From Dave Watson, the COO of Comcast Cable via the Consumerist:

The agent on this call did a lot of what we trained him and paid him โ€” and thousands of other Retention agents โ€” to do.

Boy, he really did do a LOT of what he was trained to do.

And I think that's what Ryan Block said with his initial post of the audio to the net.  The guy's just doing what he was trained to do, and that's the problem.

What an awful memo.  Not a single specific, actionable critique of what the guy did wrong so that others would know what not to do when a customer calls.  They are "embarrassed by the tone of the call and the lack of sensitivity," and believe that, "the act of saving a customer must always be handled with the utmost respect," as if they were Paul in Rome.  "Tone" and "sensitivity"?  "Saving"?  Can we say that the first, shoot, I'd even settle for guidance that says that the third time a customer says that they don't want to hear about what they're "losing" by cancelling that we should let them go?  Or some way of limiting the discussion?  "Let me quickly tell you three quick ways that Comcast will provide better service.  1.  2.  3.  No?  You say you still want to cancel?  Done."

That is, the problem wasn't with the retention dude, who was just trying to hit his numbers.  The problem is with the training and scripts and culture of the retention guy's company.  Watson says nothing about that.  Perhaps we're supposed to conclude that the memo was the correction, with is sad.

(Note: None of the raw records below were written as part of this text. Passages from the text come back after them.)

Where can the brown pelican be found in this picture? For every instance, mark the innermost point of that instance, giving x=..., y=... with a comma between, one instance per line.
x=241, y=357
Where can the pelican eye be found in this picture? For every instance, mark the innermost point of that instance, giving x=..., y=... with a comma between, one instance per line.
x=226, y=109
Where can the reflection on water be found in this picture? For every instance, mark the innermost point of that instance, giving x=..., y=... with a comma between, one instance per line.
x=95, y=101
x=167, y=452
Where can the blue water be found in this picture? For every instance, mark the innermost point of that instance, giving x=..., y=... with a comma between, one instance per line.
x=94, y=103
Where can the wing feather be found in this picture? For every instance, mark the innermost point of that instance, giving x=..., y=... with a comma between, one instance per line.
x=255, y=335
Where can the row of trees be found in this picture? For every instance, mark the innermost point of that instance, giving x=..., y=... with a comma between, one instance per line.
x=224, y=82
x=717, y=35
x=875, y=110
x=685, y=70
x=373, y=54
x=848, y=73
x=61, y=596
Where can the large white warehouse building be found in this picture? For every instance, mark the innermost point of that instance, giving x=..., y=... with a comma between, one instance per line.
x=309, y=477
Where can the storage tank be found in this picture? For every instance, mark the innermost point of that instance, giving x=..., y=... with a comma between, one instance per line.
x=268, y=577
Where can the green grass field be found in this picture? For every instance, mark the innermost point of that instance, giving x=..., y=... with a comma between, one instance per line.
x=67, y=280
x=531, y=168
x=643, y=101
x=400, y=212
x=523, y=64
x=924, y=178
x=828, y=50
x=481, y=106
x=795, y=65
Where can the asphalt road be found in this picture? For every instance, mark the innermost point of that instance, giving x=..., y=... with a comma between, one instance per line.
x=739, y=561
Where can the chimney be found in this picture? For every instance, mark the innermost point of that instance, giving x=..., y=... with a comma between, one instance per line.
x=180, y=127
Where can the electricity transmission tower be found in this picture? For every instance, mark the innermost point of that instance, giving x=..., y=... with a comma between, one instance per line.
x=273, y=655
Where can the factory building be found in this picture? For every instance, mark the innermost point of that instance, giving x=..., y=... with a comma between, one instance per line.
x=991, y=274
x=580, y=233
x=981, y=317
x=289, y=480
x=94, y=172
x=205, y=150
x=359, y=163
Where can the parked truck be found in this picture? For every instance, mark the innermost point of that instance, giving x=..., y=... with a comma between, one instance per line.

Sheesh.  I hate that, as we move more and more to a services economy, that this -- putting up barriers between customers and their ability to direct their money -- has become one of the quickest means to realizing the American Dream.  I'm reminded of a certain major league team owner who appears to have benefited from "slamming" people over to his company's long-distance provider, but I won't go into any detail since he and I are peers in the NFL.  ;^)

I think it was James Allworth on the Exponent podcast that recently quoted the adage that the stock market is a voting machine in the short run and a weighing machine over the long haul.  We're waaaay too interested in voting "early and often" with our dollars than investing them right now, and it distorts the value of, well, values.